There is a surprisingly common misconception among people, but among executors in particular, that being named executor in a will gives them some immediate authority over an estate. This is completely incorrect. If your mother is still alive, your two sisters have absolutely zero say in how your mother handles any of her finances or property.
A will appoints someone to do a job after the testator (in this case, your mother) has passed away. It gives no legal authority to do anything whatsoever while the testator is still alive.
It seems to me that those two executors are just a little too eager to do things their way. I know if I were your Mom, I'd consider changing my executors simply because these two are more interested in getting their own way than doing what Mom wants. It seems to me that if you're arguing with your own executors, they just aren't the best choice.

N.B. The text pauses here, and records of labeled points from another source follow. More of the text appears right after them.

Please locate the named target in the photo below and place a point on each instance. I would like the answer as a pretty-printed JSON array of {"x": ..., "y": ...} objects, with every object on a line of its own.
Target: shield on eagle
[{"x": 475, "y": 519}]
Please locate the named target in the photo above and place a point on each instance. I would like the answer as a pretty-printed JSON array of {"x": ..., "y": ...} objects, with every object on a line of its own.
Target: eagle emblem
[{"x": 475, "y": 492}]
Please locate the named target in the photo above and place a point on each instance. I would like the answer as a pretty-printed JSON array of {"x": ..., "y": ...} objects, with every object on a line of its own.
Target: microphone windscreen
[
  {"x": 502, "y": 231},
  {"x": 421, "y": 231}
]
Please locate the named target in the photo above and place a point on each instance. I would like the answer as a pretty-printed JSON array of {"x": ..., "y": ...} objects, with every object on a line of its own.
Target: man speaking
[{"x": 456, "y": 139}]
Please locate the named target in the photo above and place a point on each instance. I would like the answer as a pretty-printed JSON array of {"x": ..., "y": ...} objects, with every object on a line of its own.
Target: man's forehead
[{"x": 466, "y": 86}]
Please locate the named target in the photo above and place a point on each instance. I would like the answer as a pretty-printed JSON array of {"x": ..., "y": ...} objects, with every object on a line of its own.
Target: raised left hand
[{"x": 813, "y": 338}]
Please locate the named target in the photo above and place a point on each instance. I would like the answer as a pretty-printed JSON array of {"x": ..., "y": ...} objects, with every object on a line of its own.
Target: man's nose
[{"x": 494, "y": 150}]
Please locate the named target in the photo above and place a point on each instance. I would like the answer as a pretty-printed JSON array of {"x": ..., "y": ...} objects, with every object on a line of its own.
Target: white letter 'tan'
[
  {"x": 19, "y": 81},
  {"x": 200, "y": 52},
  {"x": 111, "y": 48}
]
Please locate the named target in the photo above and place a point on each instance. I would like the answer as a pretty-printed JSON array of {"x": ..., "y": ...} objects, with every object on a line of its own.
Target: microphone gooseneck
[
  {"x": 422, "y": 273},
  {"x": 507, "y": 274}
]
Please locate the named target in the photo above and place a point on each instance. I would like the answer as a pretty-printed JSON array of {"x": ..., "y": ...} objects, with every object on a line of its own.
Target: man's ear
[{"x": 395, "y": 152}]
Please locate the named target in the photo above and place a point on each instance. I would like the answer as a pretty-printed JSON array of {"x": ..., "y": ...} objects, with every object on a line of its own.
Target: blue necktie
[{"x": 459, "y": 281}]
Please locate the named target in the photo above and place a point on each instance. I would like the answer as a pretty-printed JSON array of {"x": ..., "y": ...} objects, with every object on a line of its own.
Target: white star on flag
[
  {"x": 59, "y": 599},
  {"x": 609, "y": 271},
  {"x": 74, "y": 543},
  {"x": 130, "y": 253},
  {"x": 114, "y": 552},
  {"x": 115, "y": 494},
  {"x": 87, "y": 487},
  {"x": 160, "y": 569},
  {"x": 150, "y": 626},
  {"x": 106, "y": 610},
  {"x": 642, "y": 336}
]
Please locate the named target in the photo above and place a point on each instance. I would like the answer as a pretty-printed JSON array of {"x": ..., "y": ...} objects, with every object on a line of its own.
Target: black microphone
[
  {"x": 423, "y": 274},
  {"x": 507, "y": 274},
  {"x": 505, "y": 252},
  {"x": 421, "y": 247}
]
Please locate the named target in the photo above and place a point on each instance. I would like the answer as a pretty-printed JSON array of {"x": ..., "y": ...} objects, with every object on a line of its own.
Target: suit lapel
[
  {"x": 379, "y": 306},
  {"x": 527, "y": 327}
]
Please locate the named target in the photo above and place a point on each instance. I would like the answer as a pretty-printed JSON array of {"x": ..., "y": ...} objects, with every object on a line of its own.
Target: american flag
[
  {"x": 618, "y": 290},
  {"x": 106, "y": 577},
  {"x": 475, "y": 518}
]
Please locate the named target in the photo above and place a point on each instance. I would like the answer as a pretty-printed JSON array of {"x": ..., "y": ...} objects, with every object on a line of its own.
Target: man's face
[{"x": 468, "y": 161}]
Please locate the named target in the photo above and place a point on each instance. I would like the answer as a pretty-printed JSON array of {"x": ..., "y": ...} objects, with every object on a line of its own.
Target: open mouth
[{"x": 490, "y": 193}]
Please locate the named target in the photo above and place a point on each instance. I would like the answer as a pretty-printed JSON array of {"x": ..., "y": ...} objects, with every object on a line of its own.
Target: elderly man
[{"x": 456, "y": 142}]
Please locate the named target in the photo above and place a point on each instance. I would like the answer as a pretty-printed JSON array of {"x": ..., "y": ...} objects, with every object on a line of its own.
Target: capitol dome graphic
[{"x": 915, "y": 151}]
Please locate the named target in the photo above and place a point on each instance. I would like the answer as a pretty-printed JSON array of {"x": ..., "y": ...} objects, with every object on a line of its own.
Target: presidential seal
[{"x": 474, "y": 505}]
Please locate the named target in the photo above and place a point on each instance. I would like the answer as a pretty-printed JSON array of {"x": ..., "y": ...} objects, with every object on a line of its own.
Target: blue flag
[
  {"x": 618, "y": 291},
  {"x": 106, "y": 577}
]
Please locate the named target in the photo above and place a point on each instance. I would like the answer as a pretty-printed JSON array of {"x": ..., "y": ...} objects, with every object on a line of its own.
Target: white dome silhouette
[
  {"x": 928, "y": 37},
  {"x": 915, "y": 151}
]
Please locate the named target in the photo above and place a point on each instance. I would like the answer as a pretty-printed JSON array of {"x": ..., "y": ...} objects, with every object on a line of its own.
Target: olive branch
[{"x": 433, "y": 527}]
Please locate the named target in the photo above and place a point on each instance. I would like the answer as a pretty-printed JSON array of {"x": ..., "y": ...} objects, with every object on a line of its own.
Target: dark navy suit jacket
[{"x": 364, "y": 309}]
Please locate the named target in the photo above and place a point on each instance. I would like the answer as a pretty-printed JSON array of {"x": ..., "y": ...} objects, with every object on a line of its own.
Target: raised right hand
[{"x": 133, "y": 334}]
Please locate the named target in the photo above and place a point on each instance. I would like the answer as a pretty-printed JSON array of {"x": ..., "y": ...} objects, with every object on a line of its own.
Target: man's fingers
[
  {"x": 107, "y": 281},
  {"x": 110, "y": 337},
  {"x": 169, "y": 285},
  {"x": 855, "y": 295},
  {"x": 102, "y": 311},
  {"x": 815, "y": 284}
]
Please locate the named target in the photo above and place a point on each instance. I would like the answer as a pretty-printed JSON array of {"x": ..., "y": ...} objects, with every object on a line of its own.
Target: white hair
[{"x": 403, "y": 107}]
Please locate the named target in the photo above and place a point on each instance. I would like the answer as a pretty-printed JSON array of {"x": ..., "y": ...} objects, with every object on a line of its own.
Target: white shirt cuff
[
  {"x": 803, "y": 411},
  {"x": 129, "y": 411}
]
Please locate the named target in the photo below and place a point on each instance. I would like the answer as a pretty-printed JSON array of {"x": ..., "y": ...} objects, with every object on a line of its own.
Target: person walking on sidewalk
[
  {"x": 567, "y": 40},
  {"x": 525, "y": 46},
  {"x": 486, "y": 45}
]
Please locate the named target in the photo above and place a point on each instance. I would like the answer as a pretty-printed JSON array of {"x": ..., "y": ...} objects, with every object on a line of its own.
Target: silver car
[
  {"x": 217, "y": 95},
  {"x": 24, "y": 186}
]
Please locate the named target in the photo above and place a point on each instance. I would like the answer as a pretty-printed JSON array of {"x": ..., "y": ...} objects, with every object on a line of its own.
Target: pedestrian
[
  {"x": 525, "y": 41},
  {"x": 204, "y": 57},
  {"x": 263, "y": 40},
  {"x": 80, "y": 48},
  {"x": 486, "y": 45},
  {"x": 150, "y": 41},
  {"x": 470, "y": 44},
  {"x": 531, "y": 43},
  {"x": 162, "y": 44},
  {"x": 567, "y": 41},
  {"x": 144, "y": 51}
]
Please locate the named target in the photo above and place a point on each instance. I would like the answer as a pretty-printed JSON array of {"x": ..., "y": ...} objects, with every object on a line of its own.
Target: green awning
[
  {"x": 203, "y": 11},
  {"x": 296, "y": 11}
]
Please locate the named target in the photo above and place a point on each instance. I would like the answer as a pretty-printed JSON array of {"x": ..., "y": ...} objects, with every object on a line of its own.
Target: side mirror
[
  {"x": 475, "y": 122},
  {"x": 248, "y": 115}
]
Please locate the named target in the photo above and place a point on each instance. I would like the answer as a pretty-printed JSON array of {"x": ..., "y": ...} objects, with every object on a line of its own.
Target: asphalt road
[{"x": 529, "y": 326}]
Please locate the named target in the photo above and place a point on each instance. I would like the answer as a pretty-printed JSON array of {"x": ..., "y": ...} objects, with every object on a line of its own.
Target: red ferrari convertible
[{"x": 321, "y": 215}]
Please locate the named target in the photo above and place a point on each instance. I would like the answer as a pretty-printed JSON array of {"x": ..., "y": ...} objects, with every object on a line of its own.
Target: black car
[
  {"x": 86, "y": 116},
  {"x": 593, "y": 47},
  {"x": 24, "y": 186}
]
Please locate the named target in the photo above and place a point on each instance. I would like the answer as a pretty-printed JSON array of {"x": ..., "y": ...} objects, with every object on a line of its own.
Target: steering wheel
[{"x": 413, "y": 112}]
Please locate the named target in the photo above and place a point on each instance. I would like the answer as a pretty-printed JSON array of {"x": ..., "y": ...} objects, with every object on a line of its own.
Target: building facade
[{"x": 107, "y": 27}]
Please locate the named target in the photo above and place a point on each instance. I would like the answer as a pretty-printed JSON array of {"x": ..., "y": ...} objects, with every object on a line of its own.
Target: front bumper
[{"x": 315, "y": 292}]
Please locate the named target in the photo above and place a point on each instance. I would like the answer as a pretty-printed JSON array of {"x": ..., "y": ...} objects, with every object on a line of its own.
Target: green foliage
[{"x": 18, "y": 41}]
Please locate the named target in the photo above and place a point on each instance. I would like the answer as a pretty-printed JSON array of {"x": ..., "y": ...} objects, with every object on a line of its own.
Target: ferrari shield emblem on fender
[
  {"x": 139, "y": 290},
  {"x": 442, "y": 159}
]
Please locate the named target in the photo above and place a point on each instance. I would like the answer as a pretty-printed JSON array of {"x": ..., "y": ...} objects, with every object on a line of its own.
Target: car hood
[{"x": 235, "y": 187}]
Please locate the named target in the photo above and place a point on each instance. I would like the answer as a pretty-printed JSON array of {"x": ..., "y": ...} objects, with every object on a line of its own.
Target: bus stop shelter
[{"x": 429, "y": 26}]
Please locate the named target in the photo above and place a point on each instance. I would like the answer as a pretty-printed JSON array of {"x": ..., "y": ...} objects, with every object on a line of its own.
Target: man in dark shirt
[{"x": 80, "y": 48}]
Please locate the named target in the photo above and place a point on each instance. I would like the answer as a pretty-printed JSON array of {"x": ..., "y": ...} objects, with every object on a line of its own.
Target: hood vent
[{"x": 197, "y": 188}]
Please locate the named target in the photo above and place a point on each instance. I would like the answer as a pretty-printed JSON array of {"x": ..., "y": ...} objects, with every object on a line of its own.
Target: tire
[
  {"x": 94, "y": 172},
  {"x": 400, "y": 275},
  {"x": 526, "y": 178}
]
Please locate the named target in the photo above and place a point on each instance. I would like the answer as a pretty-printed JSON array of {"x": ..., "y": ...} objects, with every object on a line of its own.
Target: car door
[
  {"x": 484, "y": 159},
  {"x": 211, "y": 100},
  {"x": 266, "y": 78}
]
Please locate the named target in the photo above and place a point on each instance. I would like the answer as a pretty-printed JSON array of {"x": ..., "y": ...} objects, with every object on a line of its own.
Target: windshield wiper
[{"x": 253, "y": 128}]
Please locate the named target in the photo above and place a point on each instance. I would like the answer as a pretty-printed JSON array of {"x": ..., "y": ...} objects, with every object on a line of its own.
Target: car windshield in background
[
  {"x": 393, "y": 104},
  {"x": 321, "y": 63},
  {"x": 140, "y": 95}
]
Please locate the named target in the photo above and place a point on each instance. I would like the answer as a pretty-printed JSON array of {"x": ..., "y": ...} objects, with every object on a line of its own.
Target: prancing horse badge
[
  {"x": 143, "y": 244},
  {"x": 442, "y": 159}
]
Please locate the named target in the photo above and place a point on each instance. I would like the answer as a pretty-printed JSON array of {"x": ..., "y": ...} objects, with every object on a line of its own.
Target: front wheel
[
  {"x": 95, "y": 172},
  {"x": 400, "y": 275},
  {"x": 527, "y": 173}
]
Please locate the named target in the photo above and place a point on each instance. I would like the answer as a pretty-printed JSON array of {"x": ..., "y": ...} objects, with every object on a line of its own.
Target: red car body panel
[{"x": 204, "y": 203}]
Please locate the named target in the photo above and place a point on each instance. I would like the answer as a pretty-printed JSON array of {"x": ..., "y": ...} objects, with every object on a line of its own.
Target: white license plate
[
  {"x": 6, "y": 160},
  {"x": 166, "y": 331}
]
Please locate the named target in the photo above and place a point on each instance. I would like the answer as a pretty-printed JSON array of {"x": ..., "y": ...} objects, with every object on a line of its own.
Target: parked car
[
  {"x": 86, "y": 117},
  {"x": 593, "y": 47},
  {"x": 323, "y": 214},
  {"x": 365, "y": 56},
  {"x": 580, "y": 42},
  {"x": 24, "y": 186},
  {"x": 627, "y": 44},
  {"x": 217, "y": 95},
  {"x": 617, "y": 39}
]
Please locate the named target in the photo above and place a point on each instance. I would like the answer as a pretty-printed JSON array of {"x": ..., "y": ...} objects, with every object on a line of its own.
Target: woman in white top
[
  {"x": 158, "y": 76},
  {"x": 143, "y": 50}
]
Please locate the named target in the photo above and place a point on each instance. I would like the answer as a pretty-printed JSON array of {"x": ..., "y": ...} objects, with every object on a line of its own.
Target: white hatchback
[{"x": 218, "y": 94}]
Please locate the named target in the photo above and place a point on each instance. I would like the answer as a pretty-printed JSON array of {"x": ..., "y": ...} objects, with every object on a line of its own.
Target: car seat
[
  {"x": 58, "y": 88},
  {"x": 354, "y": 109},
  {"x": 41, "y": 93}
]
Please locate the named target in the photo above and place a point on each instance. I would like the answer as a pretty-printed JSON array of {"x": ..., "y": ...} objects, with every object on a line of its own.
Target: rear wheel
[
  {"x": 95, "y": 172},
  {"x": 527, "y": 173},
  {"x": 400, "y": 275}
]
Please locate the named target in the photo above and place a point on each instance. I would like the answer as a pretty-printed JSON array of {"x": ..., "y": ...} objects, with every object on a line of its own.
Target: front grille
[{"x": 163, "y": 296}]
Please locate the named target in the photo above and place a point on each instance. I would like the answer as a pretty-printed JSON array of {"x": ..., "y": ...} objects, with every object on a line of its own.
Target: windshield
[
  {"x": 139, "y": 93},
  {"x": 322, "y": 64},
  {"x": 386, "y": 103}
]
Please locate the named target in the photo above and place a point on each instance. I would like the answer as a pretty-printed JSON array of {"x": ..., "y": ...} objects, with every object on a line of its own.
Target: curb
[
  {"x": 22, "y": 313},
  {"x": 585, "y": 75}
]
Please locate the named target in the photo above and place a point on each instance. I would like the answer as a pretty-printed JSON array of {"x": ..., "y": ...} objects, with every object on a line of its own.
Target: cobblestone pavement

I realize that sometimes parents need a bit of advice and sometimes a nudge in the right direction to do some planning around tax or investments. Some people can be really stubborn about things like keeping cash in the mattress. It's fair for any of the kids who believe they have identified an issue to raise it in a helpful way. However in this case it appears that your sisters are already making decisions against what your mother wants to do. They are treating your mother as if she is incompetent (it always drives me nuts when kids treat their aging parents this way), and rationalizing that behaviour by saying they are entitled because they are executors.
If your mother needs some help with her finances while she is alive, she should have an Enduring Power of Attorney prepared, naming someone to that job specifically. Until she does that, she is the only one with any authority to decide how her money is invested.